Мы проходим мимо ряда кабинетов и только через несколько минут, наконец, находим нужное нам помещение. Мужчина, сидящий за столом, будет принимать решение о моем непосредственном будущем. Омар здоровается за нас двоих и сразу же пускается в объяснения. Арабский я не очень понимаю, и единственное слово, значение которого я знаю и которое постоянно повторяется, это «журналист». То бурная дискуссия, то простая дружеская беседа развиваются на моих глазах, сменяя друг друга, уже почти час, или дольше. Вдруг раздается голос одного из присевших мужчин: «Вы говорите по-французски или по-английски?» Находясь в несколько шоковом состоянии, отвечаю, что лучше английский. Он минуту колеблется, но потом начинает задавать вопросы. Присоединяются и остальные. Омар немного нервничает, и я вместе с ним. Я не вполне уверен в том, что он им сказал, может, он запаниковал и в чем-то соврал. Это может плохо кончиться для нас обоих.

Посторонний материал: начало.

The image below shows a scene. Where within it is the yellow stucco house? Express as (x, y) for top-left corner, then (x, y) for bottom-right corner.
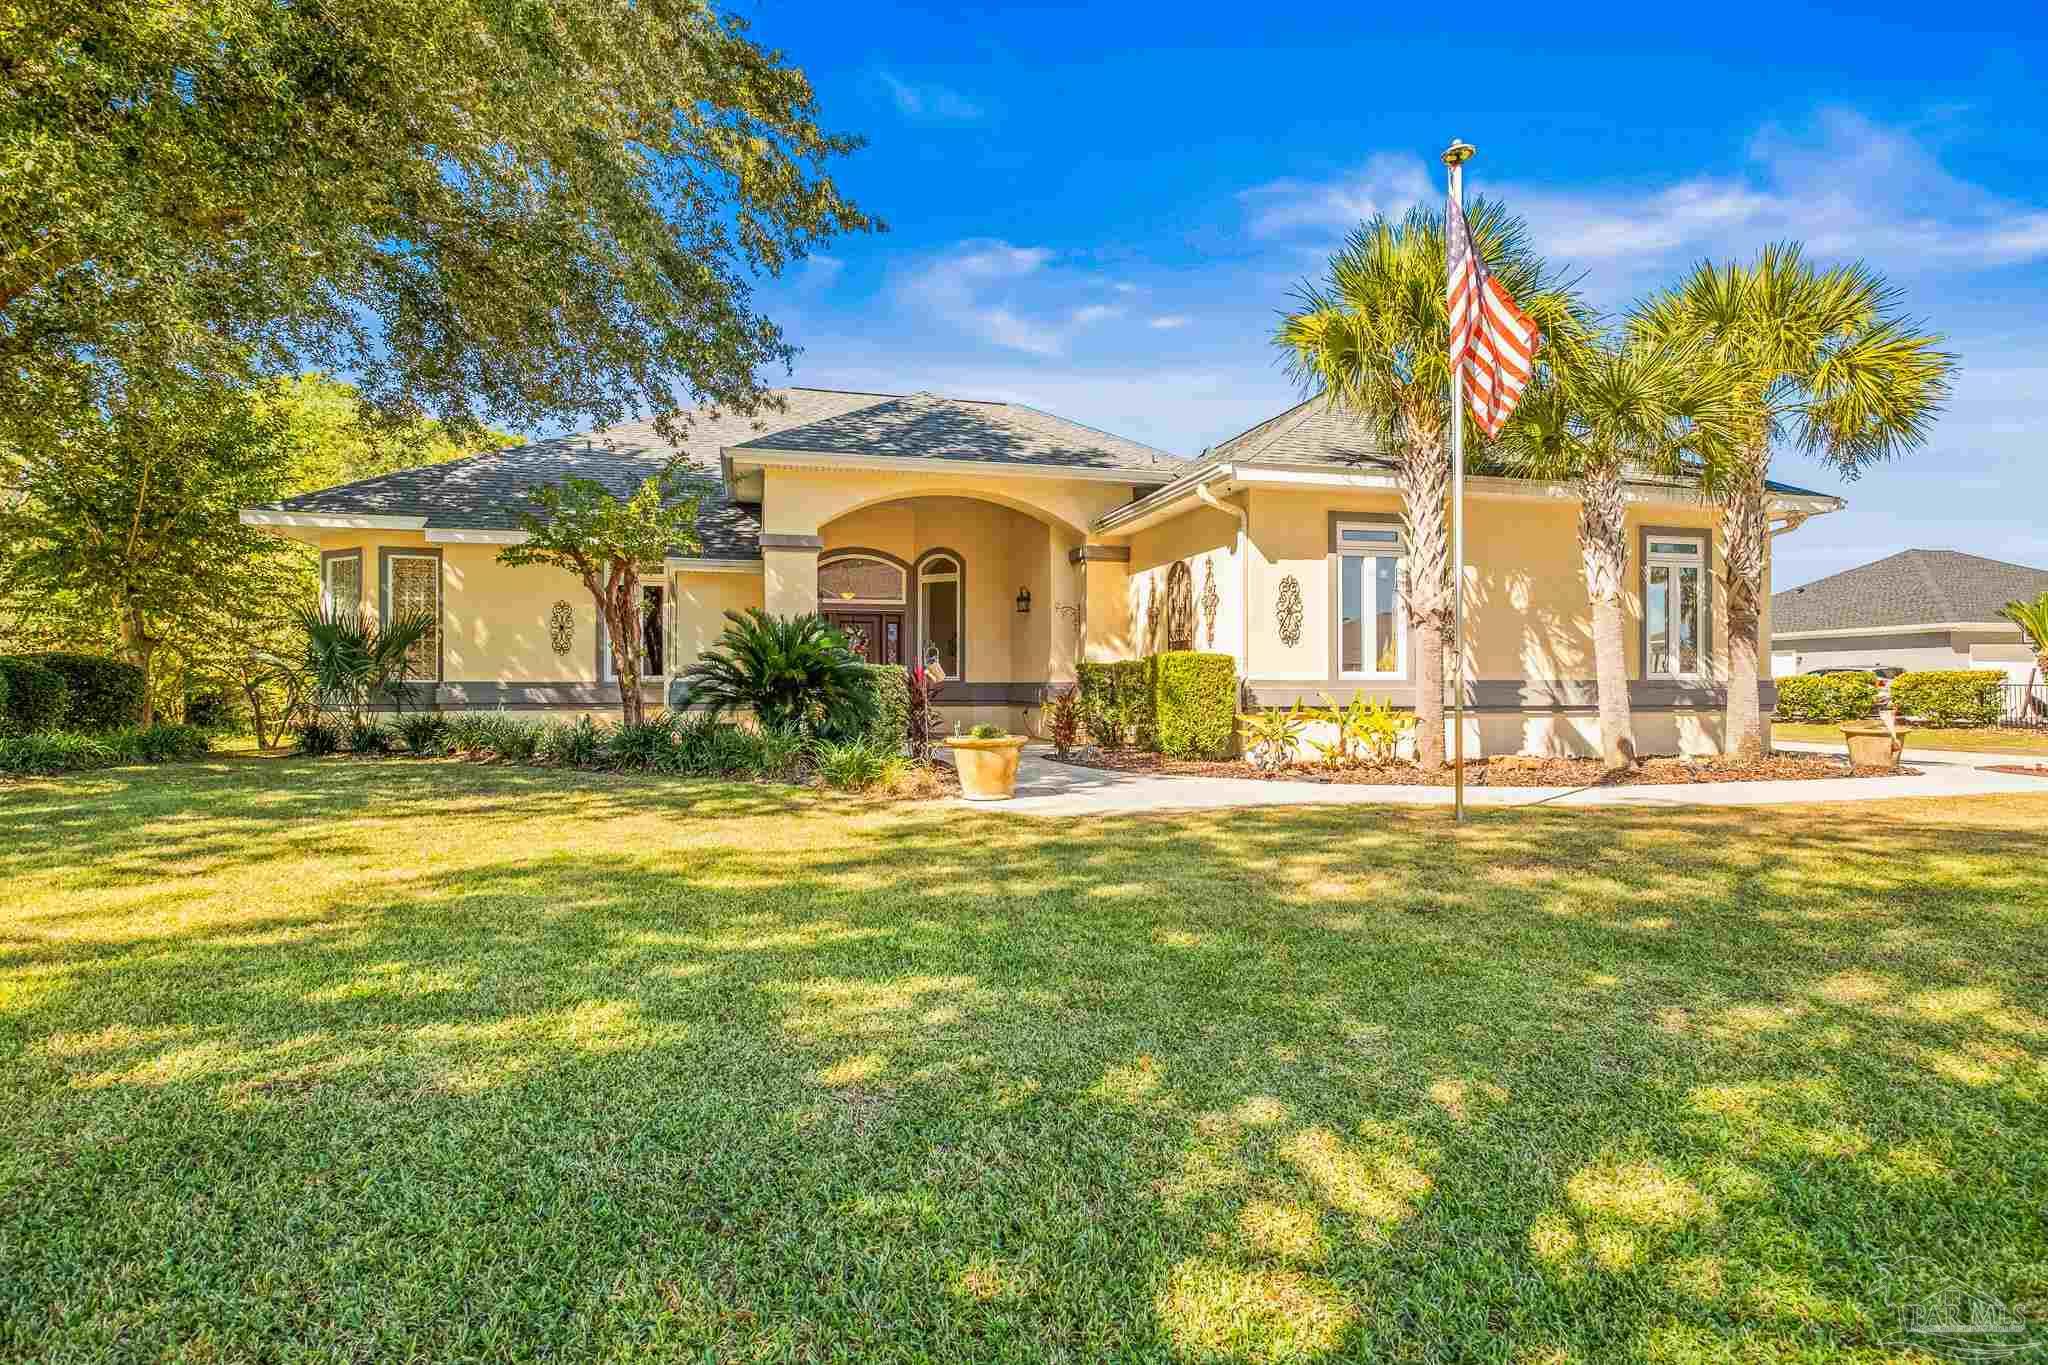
(241, 386), (1842, 755)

«Я хочу немного посмотреть на оккупацию, блокаду и на ваш фалафель», – я пытаюсь легко шутить, но у меня не очень получается. Разговор пока движется в безопасном направлении. До той минуты, когда мы подходим к политике. Легкие намеки и жалобы на локальные проблемы сменяют прямые вопросы. «Что ты думаешь о бен Ладене?» - спрашивает меня Абдула, младший чиновник, единственный, кто представился. И тут я, действительно, оказываюсь на тонком льду. Мой мозг работает на полные обороты, я пытаюсь не дать однозначный ответ и в то же время родить что-то, имеющее смысл. «Мы можем его поставить перед флагом с пистолетом у виска и дать ему прочитать какое-нибудь заявление, – совершенно спокойно и серьезно говорит мужчина на хорошем английском. – Раз он хочет обратно свой паспорт». Вдруг в помещении воцаряется полная тишина. Омар заметно побледнел, остальные смотрят мне прямо в глаза. Подобные видеозаписи я уже видел, и они заканчиваются не слишком оптимистично. Я думаю, что же теперь делать. Запасные планы типа «беги, пока в тебя не попали» кажутся не слишком умными. Мозг бешенно работает и ищет какое-то словесное решение, какие-то спасительные слова… Тут все чиновники как заржут. «Не бойся, мы же не какие-то террористы, мы же - ХАМАС», – объясняет один из них и хлопает меня по спине. Прекрасная шутка! Если таких шуток сегодня будет несколько, я скоро поседею. Еще пару минут продолжались вопросы о ФАТХе и об Израиле. У меня уже заканчивались словесные обороты и витиеватые ответы, когда появился главный чиновник и сказал, что все в порядке. Мне вернут паспорт, и мы сможем идти.
Как только я вышел на улицу и почувствовал песок под ногами, мне стало хорошо. Свободный, хоть и относительно, но главное – живой. Омар, постепенно приобретая нормальный цвет лица, делает пару звонков. Мы в общей сложности задержались надолго, уже сильно за полдень, то есть, уже пришло время нормально поесть и выпить чаю. Мы сидим в кафе, я улыбаюсь. У меня опять есть мой паспорт, и мне хорошо… «Нам надо найти какое-то место, где ты останешься сегодня на ночь. Ночевать у меня уже не получится, я боюсь за семью», – обрывает мои приятные раздумья мой провожатый. На его лице - опять страх.